Analysis of the latest monthly Broker Pulse survey from Agile Market Intelligence has found that brokers were using a smaller pool of lenders than average in recent months, as brokers increasingly consolidated their business with a smaller number of institutions.
Conducted between 1 and 16 May 2025, the Broker Pulse survey received 284 responses from brokers, who rated their experiences with the lenders they had used throughout April 2025.
According to the survey, brokers used an average of just 3.8 lenders over the month, one of the lowest levels on record. The only times this number has been lower were in October 2022 and again in September 2023, when brokers used an average of 3.7 lenders.
Typically, broker respondents use more than four lenders each month, with the highest number recorded being set in March 2021, when an average of 5.7 lenders were used by each broker.
The drop in range suggests brokers are placing more loans with a narrower range of lenders, a trend often seen when a few banks outperform the rest in key service areas such as turnaround times, pricing, and customer experience.
ANZ, Macquarie, and Westpac dominate
Three lenders stood out as the most commonly used over April: ANZ, Macquarie Bank, and Westpac.
ANZ led the pack, with 50 per cent of brokers using the major bank during the month. The bank’s product offering, particularly for professional clients, proved to be a major draw.
According to the survey, 56 per cent of brokers who chose ANZ said the primary reason was due to “client circumstances” – often a reference to tailored policies or flexibility in servicing more complex borrower needs.
Macquarie Bank came in as the second most commonly used lender, with 39 per cent of brokers using its products for clients in April.
The bank’s continued focus on fast service and competitive pricing appears to be paying off. Macquarie maintained the highest Net Promoter Score (NPS) of any lender over the three months to April, with a score of +83.
It also recorded a three-month average broker experience rating of 95 per cent – a standout in the industry.
Turnaround time was a key strength, with Macquarie taking just two business days to reach an initial credit decision, according to brokers. Product pricing was also a core reason for brokers recommending Macquarie, survey results showed.

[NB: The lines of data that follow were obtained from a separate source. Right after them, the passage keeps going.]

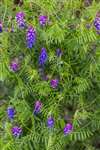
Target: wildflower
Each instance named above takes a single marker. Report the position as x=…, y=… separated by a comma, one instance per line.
x=54, y=83
x=43, y=56
x=58, y=52
x=14, y=66
x=50, y=122
x=16, y=131
x=11, y=112
x=20, y=19
x=43, y=20
x=68, y=128
x=97, y=23
x=30, y=37
x=38, y=106
x=1, y=27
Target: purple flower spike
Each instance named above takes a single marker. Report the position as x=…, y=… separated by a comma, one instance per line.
x=43, y=56
x=97, y=23
x=30, y=37
x=20, y=19
x=58, y=52
x=38, y=106
x=1, y=27
x=68, y=128
x=54, y=83
x=50, y=122
x=16, y=131
x=14, y=66
x=43, y=20
x=11, y=112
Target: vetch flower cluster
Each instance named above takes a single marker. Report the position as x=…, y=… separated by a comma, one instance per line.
x=54, y=83
x=1, y=27
x=30, y=37
x=16, y=131
x=43, y=57
x=97, y=23
x=68, y=128
x=43, y=20
x=50, y=122
x=20, y=19
x=14, y=65
x=10, y=113
x=58, y=52
x=38, y=106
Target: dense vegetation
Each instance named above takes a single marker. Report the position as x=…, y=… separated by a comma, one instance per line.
x=49, y=75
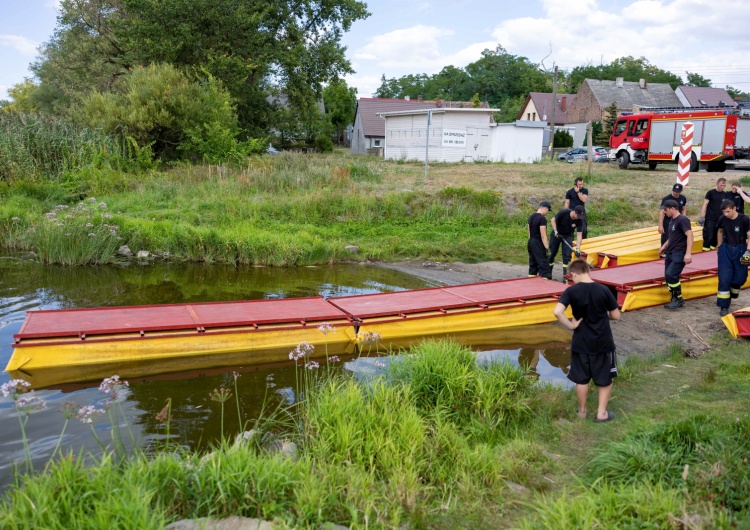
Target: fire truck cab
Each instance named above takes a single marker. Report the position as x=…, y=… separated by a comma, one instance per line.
x=655, y=138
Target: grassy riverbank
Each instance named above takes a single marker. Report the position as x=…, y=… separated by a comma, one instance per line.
x=296, y=209
x=443, y=443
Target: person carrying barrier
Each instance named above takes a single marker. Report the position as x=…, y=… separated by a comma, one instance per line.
x=677, y=251
x=733, y=252
x=592, y=349
x=538, y=244
x=676, y=195
x=564, y=224
x=711, y=213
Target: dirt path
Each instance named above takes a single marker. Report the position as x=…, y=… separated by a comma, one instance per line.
x=641, y=332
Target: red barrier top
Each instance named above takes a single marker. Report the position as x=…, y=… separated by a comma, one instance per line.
x=75, y=322
x=472, y=295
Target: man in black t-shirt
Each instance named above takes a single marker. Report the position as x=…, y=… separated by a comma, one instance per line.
x=739, y=197
x=592, y=350
x=711, y=213
x=677, y=251
x=733, y=249
x=538, y=245
x=564, y=223
x=578, y=196
x=676, y=195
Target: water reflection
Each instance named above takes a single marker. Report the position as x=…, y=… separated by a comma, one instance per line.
x=196, y=420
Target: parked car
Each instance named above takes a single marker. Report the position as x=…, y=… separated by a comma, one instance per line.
x=600, y=155
x=572, y=152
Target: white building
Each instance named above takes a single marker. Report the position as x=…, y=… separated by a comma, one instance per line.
x=459, y=135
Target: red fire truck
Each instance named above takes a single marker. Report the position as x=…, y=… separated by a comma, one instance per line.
x=719, y=138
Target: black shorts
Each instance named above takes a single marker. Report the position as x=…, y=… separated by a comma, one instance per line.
x=601, y=368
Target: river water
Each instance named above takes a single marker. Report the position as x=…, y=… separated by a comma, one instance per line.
x=196, y=419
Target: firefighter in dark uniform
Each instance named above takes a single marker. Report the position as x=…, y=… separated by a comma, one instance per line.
x=677, y=251
x=578, y=196
x=538, y=244
x=564, y=223
x=676, y=195
x=733, y=252
x=739, y=197
x=711, y=213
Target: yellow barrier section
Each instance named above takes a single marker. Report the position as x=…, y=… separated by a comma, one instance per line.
x=658, y=294
x=731, y=322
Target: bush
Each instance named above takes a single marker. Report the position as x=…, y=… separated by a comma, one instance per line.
x=159, y=106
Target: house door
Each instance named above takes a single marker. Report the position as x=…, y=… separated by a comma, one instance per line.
x=477, y=145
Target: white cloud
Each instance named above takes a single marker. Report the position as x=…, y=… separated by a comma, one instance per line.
x=417, y=45
x=20, y=44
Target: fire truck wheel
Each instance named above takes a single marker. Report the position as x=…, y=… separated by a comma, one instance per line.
x=623, y=160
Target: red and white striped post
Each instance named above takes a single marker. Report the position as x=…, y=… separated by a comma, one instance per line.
x=686, y=150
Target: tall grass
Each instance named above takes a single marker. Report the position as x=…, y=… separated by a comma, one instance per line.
x=35, y=147
x=413, y=448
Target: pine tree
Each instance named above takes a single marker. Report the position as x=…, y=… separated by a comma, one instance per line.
x=608, y=123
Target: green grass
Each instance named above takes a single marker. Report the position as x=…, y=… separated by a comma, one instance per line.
x=441, y=442
x=296, y=209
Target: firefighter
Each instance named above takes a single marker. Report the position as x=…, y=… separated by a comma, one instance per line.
x=711, y=213
x=734, y=254
x=739, y=197
x=577, y=196
x=564, y=224
x=538, y=245
x=677, y=251
x=676, y=195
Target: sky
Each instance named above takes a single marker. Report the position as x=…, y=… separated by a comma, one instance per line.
x=424, y=36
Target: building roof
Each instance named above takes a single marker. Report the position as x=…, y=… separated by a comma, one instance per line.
x=629, y=94
x=698, y=96
x=543, y=104
x=374, y=125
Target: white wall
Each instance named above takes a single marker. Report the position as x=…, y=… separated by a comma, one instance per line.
x=512, y=142
x=405, y=136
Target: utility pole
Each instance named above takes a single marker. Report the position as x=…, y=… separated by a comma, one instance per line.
x=590, y=142
x=427, y=144
x=552, y=121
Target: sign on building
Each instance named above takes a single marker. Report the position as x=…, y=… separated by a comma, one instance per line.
x=454, y=138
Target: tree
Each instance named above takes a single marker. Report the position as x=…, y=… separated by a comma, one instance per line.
x=608, y=123
x=340, y=101
x=697, y=80
x=629, y=68
x=251, y=46
x=498, y=75
x=21, y=101
x=159, y=107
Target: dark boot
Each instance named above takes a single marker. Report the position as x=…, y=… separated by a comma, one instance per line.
x=677, y=300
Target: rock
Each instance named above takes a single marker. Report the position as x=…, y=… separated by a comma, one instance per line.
x=516, y=488
x=230, y=523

Meanwhile, Westpac has enjoyed a surge in broker usage after years of struggling with service delays. In April, 34 per cent of brokers used Westpac. This was seemingly driven by significant improvements in both its pricing and loan processing times.

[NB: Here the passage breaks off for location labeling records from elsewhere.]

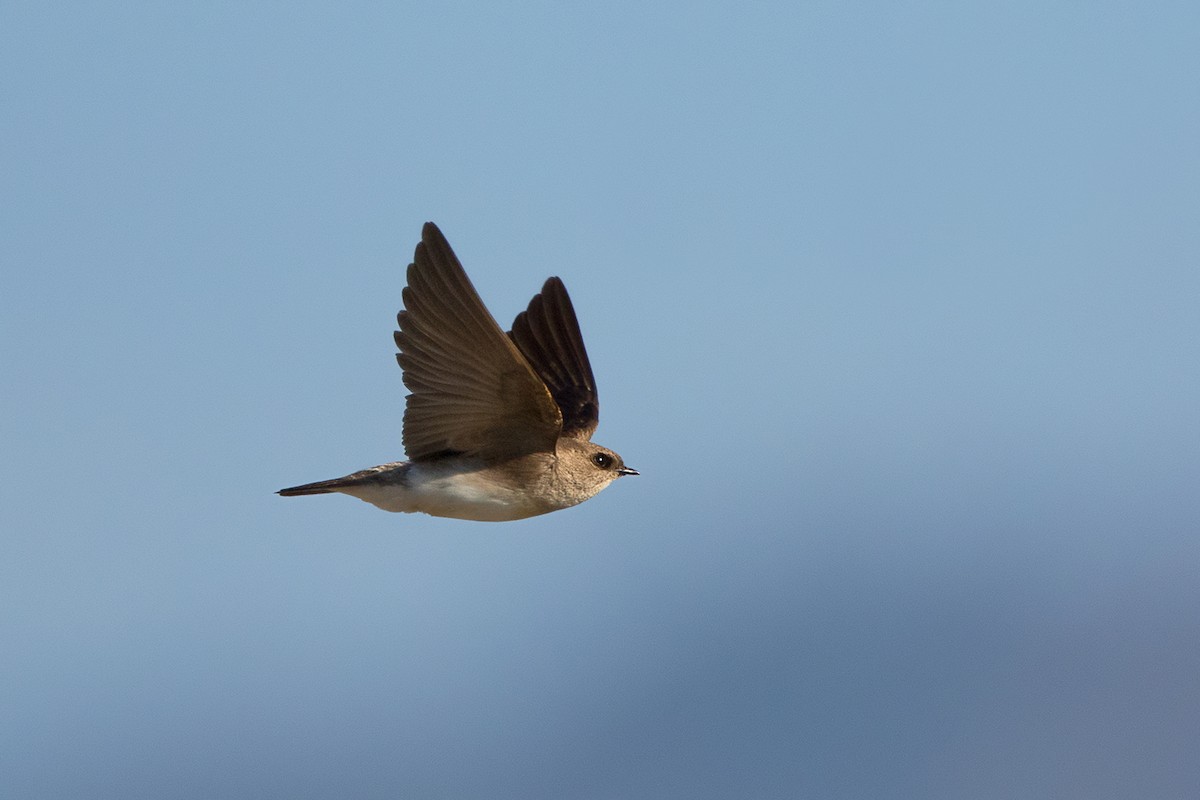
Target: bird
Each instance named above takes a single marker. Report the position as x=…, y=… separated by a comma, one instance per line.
x=498, y=425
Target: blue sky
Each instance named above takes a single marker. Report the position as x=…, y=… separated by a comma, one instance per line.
x=897, y=308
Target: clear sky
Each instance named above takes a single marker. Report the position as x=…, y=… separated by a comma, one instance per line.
x=895, y=306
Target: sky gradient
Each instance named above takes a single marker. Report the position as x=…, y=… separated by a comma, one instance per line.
x=897, y=311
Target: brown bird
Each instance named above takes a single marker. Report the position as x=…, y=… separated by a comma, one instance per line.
x=498, y=426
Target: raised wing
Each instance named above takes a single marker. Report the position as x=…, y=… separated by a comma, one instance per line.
x=472, y=390
x=547, y=334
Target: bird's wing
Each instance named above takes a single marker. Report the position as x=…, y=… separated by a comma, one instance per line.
x=547, y=334
x=472, y=390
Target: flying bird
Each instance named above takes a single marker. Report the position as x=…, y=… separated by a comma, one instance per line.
x=497, y=426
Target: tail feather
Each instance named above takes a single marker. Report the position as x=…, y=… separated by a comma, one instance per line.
x=371, y=475
x=319, y=487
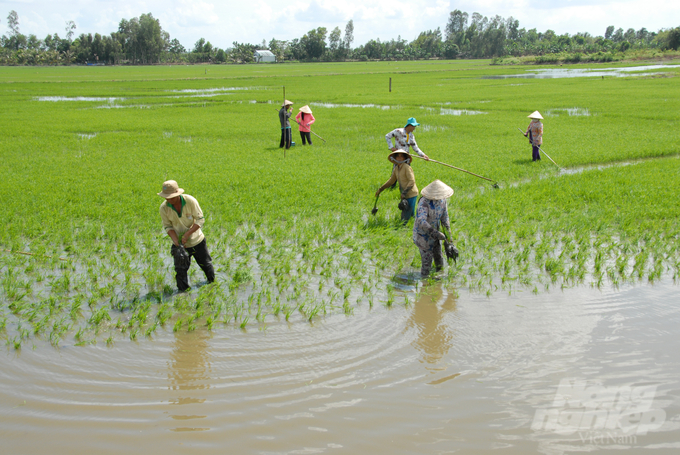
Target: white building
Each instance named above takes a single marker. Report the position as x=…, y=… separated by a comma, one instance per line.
x=264, y=56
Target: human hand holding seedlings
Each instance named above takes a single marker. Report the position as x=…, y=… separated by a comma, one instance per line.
x=173, y=236
x=188, y=233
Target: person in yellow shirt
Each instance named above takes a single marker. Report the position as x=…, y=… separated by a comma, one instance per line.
x=182, y=220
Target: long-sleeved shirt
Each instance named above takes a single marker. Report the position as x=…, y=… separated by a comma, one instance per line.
x=428, y=217
x=284, y=117
x=403, y=173
x=181, y=222
x=306, y=123
x=536, y=130
x=402, y=141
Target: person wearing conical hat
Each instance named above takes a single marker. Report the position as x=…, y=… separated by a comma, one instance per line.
x=535, y=133
x=432, y=212
x=404, y=138
x=284, y=118
x=183, y=219
x=402, y=173
x=305, y=120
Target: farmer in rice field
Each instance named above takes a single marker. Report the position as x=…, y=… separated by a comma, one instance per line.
x=402, y=173
x=182, y=220
x=535, y=133
x=305, y=120
x=284, y=118
x=432, y=213
x=403, y=138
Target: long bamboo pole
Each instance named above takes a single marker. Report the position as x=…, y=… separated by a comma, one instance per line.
x=495, y=184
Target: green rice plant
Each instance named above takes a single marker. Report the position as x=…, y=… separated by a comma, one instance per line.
x=177, y=326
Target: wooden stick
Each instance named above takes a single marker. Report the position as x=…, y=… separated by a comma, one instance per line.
x=454, y=167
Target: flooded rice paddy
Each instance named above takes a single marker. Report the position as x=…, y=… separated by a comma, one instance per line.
x=445, y=374
x=559, y=73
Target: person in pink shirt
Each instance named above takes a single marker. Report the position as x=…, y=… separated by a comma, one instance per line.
x=305, y=120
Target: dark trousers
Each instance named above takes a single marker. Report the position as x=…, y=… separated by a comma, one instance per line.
x=204, y=261
x=306, y=136
x=427, y=256
x=286, y=138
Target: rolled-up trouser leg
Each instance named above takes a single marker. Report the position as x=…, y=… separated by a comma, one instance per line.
x=437, y=254
x=181, y=277
x=425, y=262
x=409, y=212
x=203, y=259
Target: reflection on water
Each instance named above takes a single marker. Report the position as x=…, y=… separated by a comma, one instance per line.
x=557, y=73
x=189, y=367
x=435, y=335
x=466, y=374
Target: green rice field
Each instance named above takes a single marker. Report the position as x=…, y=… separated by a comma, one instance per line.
x=85, y=150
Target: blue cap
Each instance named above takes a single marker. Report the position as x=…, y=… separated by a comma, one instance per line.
x=412, y=121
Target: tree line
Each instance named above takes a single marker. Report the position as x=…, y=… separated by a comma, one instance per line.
x=142, y=40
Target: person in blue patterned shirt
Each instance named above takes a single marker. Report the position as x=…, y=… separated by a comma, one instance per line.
x=432, y=212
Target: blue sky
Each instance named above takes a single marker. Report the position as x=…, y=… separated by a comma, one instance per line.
x=222, y=22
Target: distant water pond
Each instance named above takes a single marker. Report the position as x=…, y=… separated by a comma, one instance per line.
x=556, y=73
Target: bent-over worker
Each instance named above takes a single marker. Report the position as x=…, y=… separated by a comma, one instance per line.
x=402, y=173
x=432, y=212
x=403, y=138
x=182, y=220
x=535, y=134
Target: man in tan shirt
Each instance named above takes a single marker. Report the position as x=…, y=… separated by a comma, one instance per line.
x=402, y=173
x=182, y=220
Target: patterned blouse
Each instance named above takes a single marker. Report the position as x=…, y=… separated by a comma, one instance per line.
x=402, y=140
x=426, y=227
x=536, y=130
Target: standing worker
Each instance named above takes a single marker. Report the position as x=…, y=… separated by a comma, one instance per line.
x=402, y=173
x=284, y=117
x=535, y=133
x=182, y=216
x=403, y=138
x=431, y=213
x=305, y=120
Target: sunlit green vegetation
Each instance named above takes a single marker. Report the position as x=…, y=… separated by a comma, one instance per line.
x=292, y=238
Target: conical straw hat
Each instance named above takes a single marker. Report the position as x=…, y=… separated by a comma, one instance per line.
x=437, y=190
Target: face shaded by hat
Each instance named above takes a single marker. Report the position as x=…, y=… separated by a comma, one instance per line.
x=392, y=157
x=437, y=190
x=170, y=189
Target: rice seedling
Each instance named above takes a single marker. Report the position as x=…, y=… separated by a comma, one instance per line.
x=596, y=223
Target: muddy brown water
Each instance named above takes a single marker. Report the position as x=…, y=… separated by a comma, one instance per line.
x=465, y=374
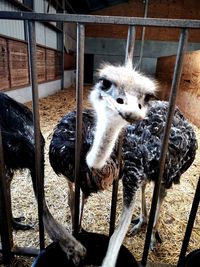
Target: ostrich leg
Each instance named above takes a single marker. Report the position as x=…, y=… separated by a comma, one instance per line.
x=17, y=223
x=118, y=236
x=142, y=220
x=155, y=235
x=71, y=200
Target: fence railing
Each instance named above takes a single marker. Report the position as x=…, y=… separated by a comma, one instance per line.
x=82, y=20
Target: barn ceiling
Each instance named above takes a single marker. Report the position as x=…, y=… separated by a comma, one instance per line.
x=85, y=6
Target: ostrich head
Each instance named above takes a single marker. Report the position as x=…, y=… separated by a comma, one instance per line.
x=121, y=94
x=119, y=97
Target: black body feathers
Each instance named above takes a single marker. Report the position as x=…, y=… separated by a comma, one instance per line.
x=141, y=150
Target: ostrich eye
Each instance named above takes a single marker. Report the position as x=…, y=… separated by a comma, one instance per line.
x=148, y=97
x=106, y=84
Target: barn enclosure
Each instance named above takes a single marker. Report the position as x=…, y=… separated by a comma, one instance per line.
x=52, y=66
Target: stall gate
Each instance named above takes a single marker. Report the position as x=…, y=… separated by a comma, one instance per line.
x=30, y=19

Brokers said that Westpac now takes an average of three business days to provide an initial credit decision – the fastest the major bank has ever achieved. This marks a major improvement from the 2022–23 period, when brokers frequently reported waiting more than 10 business days for Westpac to reach an initial credit decision – delays that severely hampered the bank’s appeal.
Now, Westpac is being chosen predominantly for its product pricing, cited by 59 per cent of brokers as the key reason they directed clients to the bank.
Broker feedback also indicates a substantial improvement in the overall experience with Westpac, particularly around the loan application process. The bank achieved a 91 per cent broker experience rating in April – a significant milestone reflecting the bank’s operational overhaul and renewed broker engagement strategies.
Noting the reduced number of lenders being used by brokers, Oliver Stofka, the commercial director at Agile Market Intelligence, said: “The data clearly shows that brokers are narrowing their lender panels not just out of convenience, but because a smaller group of lenders are genuinely lifting their game.
“With banks like ANZ, Macquarie, and Westpac delivering on turnaround times, pricing and broker support, brokers are gaining the confidence to place more business with fewer partners.
“Rather than limiting choice, this reflects a more efficient alignment between broker expectations and lender performance. These three lenders are an example that have long held strong brand presence, now they’re pairing that with reliable delivery, making them even more compelling choices in a competitive market.”